Am 19ten Dezember 2023, 1,5 Jahre später, begann gegen 5 der 12 Polizisten am Landesgericht Dortmund ein Prozess. Angeklagt waren 3 Polizisten wegen Einsatz des Pfeffersprays und der Taser, mit gefährlicher Körperverletzung, der Einsatzleiter, welcher dieses befohlen hatte, mit Anstiftung zu gefährlicher Körperverletzung und der Polizist welcher 6 Schüsse abgab wegen Totschlag (nicht etwa Mord). Doch bereits in ihrem Abschlussplädoyer votierte die Staatsanwaltschaft nur mehr für die Verurteilung des Einsatzleiters, für alle andern Angeklagten beantragte sie nun Freispruch. Der Todesschütze habe in Putativnotwehr gehandelt.

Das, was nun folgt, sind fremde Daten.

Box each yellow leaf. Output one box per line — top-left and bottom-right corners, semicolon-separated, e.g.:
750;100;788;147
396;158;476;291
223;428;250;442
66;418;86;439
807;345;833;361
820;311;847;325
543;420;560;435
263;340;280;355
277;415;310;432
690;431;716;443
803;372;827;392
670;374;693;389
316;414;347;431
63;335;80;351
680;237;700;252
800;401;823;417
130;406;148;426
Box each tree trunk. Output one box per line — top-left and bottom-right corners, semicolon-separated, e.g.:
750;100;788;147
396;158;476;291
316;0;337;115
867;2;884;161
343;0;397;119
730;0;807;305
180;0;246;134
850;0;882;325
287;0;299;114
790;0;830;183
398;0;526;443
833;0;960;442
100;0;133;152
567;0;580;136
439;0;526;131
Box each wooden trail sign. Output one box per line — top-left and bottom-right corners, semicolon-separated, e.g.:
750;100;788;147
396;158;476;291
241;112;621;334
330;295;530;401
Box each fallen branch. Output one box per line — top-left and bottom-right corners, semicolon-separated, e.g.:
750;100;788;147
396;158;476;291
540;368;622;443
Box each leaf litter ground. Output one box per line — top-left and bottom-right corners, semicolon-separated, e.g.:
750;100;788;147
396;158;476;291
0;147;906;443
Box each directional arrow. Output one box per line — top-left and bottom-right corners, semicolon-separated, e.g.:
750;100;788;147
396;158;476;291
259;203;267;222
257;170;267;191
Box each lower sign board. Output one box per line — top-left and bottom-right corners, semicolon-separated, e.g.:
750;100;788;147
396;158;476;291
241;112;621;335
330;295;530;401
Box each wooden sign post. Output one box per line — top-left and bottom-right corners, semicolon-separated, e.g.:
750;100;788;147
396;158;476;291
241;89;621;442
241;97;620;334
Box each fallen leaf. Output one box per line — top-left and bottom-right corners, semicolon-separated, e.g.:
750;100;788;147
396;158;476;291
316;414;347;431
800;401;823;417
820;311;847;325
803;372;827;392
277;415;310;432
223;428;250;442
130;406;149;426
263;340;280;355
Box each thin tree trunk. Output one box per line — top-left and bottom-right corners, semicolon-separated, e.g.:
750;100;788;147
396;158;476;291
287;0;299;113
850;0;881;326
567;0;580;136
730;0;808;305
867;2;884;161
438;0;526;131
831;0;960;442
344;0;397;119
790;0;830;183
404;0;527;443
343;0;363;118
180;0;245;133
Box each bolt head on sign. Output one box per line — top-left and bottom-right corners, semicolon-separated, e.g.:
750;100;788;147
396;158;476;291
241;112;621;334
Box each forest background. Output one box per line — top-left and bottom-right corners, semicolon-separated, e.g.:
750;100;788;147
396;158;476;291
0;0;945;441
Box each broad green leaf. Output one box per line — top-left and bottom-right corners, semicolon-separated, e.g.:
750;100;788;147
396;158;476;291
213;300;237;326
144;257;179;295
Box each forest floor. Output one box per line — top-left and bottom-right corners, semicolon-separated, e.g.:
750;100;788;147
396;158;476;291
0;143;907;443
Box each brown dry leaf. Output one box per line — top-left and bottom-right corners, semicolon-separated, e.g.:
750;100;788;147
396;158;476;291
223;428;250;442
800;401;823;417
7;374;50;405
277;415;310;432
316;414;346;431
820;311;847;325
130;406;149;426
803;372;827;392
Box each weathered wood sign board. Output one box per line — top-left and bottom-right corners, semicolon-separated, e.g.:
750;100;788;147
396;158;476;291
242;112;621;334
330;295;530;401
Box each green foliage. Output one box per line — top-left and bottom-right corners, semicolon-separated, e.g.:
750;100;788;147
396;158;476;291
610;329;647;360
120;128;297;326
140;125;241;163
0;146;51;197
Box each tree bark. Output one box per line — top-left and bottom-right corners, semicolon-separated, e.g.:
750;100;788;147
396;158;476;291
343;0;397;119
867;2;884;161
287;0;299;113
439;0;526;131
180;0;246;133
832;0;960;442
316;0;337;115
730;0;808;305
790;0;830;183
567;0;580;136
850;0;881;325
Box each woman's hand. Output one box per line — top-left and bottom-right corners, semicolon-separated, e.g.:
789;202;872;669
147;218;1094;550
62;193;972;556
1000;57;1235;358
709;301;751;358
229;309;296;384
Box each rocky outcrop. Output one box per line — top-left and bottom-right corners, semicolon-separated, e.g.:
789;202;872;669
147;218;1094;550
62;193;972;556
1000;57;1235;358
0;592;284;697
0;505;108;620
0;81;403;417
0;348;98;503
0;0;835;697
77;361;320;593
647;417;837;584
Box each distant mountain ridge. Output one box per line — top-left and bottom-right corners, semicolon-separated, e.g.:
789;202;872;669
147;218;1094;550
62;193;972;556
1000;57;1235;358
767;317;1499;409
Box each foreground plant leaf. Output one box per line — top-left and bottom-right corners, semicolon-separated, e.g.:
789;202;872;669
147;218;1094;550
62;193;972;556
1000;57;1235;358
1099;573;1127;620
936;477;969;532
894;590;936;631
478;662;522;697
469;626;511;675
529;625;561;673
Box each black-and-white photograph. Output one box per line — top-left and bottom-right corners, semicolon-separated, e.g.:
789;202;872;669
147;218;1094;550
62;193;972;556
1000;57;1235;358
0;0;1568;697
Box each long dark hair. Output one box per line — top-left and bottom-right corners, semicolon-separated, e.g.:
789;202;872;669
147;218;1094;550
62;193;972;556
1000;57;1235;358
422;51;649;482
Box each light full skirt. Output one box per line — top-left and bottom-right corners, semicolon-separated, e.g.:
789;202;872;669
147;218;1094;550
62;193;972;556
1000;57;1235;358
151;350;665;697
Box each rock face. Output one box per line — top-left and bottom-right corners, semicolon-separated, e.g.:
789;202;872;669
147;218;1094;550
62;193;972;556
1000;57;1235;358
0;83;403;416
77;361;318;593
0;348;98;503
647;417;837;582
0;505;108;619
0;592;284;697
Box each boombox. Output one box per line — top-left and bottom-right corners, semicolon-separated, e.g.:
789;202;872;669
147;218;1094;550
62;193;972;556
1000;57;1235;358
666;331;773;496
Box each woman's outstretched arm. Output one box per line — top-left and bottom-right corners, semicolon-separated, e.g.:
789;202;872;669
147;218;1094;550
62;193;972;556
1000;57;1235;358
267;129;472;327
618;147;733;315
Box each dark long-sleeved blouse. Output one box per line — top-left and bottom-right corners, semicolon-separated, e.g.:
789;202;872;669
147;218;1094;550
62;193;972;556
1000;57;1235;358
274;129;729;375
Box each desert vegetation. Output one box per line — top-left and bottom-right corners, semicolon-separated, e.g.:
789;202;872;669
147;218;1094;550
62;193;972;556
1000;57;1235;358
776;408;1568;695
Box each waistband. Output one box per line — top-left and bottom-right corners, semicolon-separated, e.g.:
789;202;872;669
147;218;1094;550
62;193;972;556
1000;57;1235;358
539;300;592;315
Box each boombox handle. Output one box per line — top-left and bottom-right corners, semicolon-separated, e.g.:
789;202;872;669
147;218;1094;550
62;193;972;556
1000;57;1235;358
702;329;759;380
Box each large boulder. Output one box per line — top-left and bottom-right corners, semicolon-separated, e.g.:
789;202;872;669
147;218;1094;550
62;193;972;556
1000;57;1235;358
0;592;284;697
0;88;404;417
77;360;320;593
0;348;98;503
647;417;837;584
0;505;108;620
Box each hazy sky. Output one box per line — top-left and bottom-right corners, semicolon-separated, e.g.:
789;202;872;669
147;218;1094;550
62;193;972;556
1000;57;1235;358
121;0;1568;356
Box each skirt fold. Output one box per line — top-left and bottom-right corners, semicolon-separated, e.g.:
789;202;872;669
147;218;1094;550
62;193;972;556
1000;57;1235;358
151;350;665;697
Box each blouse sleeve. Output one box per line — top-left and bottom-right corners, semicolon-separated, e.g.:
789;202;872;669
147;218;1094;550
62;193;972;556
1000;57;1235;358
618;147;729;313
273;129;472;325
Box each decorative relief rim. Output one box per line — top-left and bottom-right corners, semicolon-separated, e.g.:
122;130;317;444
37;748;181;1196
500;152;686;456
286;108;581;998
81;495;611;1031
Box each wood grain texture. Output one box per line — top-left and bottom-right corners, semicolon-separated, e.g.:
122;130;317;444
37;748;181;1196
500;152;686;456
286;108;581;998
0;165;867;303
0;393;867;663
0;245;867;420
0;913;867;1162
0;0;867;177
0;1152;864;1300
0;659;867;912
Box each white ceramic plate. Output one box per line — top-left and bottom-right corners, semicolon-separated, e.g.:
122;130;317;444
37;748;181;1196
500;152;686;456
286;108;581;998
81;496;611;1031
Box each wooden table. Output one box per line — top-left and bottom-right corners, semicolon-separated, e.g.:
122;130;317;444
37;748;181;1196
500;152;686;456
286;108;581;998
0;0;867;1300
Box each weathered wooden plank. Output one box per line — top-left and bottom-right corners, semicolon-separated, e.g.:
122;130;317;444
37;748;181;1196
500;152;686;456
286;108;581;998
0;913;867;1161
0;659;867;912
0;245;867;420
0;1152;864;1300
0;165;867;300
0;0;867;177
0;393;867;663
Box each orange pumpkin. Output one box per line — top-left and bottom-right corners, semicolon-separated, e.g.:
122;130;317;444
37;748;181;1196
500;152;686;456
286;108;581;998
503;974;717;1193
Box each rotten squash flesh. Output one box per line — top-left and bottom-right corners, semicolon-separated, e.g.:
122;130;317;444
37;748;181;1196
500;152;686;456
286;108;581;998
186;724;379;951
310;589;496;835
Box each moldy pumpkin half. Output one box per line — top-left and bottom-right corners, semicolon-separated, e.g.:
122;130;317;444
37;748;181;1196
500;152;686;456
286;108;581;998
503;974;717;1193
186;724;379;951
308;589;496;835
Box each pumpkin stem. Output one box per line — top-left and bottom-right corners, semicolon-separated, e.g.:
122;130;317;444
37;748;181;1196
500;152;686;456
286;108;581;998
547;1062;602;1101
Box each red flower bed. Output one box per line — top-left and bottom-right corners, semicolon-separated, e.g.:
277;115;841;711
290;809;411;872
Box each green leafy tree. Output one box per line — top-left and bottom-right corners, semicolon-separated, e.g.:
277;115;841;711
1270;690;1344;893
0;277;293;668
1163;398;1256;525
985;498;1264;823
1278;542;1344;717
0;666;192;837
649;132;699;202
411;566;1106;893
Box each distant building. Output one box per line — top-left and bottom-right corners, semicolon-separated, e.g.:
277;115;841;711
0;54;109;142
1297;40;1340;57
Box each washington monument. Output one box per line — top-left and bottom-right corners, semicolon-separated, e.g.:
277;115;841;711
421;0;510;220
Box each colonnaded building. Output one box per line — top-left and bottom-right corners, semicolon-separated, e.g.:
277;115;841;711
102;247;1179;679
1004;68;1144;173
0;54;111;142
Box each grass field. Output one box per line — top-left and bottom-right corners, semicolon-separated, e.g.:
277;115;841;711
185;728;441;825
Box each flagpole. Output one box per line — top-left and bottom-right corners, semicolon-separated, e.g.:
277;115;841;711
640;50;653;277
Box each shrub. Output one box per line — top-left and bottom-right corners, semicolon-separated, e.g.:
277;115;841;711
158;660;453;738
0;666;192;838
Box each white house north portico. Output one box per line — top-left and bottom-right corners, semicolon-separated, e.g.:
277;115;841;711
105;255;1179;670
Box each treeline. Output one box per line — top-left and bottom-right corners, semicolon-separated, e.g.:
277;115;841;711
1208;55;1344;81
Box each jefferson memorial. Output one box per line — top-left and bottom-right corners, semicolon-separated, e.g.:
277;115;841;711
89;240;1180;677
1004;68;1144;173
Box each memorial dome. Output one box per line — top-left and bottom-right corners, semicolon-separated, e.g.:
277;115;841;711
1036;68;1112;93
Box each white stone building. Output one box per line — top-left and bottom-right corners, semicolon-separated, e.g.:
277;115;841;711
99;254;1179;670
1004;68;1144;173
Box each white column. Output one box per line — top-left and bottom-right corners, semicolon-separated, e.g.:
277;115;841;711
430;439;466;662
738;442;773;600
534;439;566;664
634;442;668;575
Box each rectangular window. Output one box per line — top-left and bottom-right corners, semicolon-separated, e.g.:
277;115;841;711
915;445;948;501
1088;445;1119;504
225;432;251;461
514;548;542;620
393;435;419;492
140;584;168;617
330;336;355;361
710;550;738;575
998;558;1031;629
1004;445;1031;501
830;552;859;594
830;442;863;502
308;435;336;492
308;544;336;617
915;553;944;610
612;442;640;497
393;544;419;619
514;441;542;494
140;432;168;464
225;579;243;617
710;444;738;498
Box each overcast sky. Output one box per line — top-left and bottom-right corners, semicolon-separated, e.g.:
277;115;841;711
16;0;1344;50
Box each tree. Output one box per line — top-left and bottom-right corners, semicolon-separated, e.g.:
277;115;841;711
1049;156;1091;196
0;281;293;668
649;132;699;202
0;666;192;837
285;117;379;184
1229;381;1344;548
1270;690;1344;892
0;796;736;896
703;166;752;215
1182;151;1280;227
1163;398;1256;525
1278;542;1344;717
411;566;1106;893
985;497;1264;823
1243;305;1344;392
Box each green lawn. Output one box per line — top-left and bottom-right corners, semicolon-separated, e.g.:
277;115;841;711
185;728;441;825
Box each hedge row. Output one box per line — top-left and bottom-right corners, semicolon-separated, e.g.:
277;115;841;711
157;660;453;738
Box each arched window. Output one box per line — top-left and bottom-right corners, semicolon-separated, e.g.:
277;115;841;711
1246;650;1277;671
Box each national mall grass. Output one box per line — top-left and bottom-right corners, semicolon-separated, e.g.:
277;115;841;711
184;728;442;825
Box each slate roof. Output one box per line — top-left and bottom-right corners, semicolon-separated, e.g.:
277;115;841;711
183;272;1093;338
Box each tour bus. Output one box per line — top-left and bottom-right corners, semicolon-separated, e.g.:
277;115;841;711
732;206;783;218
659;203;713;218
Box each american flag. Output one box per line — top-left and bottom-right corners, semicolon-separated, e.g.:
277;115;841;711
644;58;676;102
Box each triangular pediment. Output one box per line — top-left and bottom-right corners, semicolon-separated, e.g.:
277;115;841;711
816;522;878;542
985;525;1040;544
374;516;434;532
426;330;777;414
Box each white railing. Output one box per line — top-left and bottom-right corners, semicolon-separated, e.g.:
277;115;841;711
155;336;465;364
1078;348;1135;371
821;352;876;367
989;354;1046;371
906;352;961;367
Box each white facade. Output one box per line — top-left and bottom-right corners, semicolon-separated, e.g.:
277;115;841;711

Am 12ten Dezember wurden alle Angeklagte in allen Anklagepunkten frei gesprochen. Alle hätten „rechtmäßig“ gehandelt. Das Gericht sei davon ausgegangen dass die Polizisten angenommen haben „in Gefahr zu sein“ weil Mouhamed sich mit dem Messer auf sie zu bewegt habe, zwar sei es die Ansicht des Gerichts, dass er nicht die Polizisten habe angreifen wollen, sondern vor dem Pfefferspray habe flüchten wollen, doch der Einsatz desselben bewertete das Gericht dennoch als rechtmäßig und einzig geeignetes Vorgehen. Noch im Gerichtssaal riefen Beobachter: „Justice for Mouhamed – Das war Mord“ und wurden entfernt. Am selben Abend kam es zu einer spontanen Demo mit mind. 300 Demonstrierenden. Am Tag drauf gab es eine angemeldete Demo in der Innenstadt mit mind. 1200, eher 1500 bis 2000 Teilnehmenden, auf Flugblätttern fand sich ihre Forderung: „Gerechtigkeit und Solidarität für alle von der Polizei getöteten Geflüchteten“.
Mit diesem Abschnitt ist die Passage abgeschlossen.